1.一种诱导七叶一枝花愈伤组织直接成苗的培养基,其特征在于:

所述培养基由改良MS培养基和诱导剂,以及壮苗生根剂组成;

所述改良MS培养基的组成成分为:

硝酸钾1900,硫酸铵1500~5000,七水硫酸镁370,磷酸二氢钾170,无水氯化钙330,四水硫酸锰22.3,硫酸锌8.6,硼酸6.2,碘化钾0.83,钼酸钠0.25,五水硫酸铜0.025,氯化钴0.025,乙二胺钠37.3,硫酸亚铁27.8,肌醇100,甘氨酸2,烟酸 0.5,盐酸吡哆醇0.5,盐酸硫胺素0.6~2.4,活性炭50~100,葡萄糖5000~6000 ,蔗糖25000~30000,琼脂 4500~6000,单位为mg/L;

所述诱导剂为:PIC 0.2~1.0+6-BA 1.0~2.0 +NAA 0.05~0.2,单位为mg/L,pH5.8~6.5;

所述壮苗生根剂为:BS 0.01~0.2+IAA 0.2~0.5,单位为mg/L,pH5.8~6.5;

配制培养基,将改良MS培养基和诱导剂配制成半固体愈伤成苗培养基,并调节pH值为6.0,高压灭菌后备用;将壮苗生根剂使用真空过滤器灭菌后备用,培养后期加入。

2.根据权利要求1所述的诱导七叶一枝花愈伤组织直接成苗的培养基,其特征在于:所述诱导剂为:PIC 0.5+6-BA 2.0 +NAA 0.1,单位为mg/L,pH6.0。

3.根据权利要求1所述的诱导七叶一枝花愈伤组织直接成苗的培养基,其特征在于:所述壮苗生根剂为:BS 0.1mg/L+IAA 0.3 mg/L,pH6.0。

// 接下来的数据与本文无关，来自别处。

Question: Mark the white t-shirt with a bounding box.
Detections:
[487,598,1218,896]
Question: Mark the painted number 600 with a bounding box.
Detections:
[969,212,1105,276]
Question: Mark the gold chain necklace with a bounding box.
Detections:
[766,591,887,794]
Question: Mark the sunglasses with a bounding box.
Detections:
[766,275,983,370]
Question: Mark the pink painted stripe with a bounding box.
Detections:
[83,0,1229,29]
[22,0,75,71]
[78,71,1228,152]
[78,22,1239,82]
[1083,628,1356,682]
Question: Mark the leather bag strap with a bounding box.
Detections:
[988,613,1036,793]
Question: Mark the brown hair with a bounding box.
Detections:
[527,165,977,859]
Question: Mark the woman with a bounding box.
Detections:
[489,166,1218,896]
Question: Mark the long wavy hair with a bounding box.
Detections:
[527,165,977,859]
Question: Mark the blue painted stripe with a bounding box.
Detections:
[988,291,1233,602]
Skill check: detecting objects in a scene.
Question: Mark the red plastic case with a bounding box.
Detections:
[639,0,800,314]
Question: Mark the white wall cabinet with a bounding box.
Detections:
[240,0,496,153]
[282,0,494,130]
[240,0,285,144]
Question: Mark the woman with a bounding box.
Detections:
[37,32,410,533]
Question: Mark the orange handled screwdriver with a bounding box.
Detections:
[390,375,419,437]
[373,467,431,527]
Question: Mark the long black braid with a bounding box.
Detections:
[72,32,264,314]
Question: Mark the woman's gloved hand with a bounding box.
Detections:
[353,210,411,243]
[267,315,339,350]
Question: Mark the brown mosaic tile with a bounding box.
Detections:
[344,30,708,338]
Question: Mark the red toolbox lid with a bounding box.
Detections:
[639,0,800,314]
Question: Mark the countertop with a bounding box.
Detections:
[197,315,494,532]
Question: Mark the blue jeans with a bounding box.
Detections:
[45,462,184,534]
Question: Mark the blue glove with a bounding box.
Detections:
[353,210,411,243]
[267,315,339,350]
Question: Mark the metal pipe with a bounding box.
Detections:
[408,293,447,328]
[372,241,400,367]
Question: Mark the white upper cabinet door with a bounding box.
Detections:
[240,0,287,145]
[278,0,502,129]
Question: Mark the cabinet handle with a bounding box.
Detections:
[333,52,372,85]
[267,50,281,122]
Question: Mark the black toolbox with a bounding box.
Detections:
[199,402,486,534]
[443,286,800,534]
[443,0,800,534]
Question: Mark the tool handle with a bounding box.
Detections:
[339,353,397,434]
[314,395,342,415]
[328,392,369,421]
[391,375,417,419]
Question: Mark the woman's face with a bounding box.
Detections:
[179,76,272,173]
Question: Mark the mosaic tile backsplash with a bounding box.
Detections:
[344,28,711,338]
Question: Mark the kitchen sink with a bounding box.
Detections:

4.一种诱导七叶一枝花愈伤组织直接成苗的培养方法,其特征在于:包括以下步骤:

(1)配制培养基

所述培养基由改良MS培养基和诱导剂,以及壮苗生根剂制成;

所述改良MS培养基的成分为:

硝酸钾1900,硫酸铵1500~5000,七水硫酸镁370,磷酸二氢钾170,无水氯化钙330,四水硫酸锰22.3,硫酸锌8.6,硼酸6.2,碘化钾0.83,钼酸钠0.25,五水硫酸铜0.025,氯化钴0.025,乙二胺钠37.3,硫酸亚铁27.8,肌醇100,甘氨酸2,烟酸 0.5,盐酸吡哆醇0.5,盐酸硫胺素0.6~2.4,活性炭50~100,葡萄糖5000~6000 ,蔗糖25000~30000,琼脂 4500~6000,单位为mg/L;

所述诱导剂为:PIC 0.2~1.0+6-BA 1.0~2.0 +NAA 0.05~0.2,单位为mg/L,pH5.8~6.5;

所述壮苗生根剂为:BS 0.01~0.2+IAA 0.2~0.5 ,单位为mg/L,pH5.8~6.5;

配制培养基,将改良MS培养基和诱导剂配制成半固体愈伤成苗培养基,并调节pH值为6.0,高压灭菌后备用;

将壮苗生根剂使用真空过滤器灭菌后备用,培养后期加入;

(2)在超净工作台上,将获得的七叶一枝花愈伤组织瓶苗,用75%的酒精灭菌,打开培养瓶的瓶盖,将愈伤组织切成2~3cm的小块,分别接入灭菌过的愈伤成苗培养基中,每瓶接入1块;

接种好后放入培养室中培养,先暗培养5~7天,愈伤组织萌发出小芽时,再进行光照培养,光照培养15~20天,可见丛生芽,培养基底部有部分小芽有细长的白色根长出;

(3)在超净工作台上,将步骤(2)中长有小芽的培养瓶的表面用75%的酒精灭菌,打开培养瓶的瓶盖,将灭菌过的壮苗生根剂加入培养瓶中,每瓶加入0.5~2ml,盖好盖子,继续将培养瓶放入培养室进行光照培养,培养20~30 天,丛生芽上每个小芽的基部都长出粗壮的根,芽与芽之间的愈伤已经分化成幼嫩的根状茎,炼苗出瓶。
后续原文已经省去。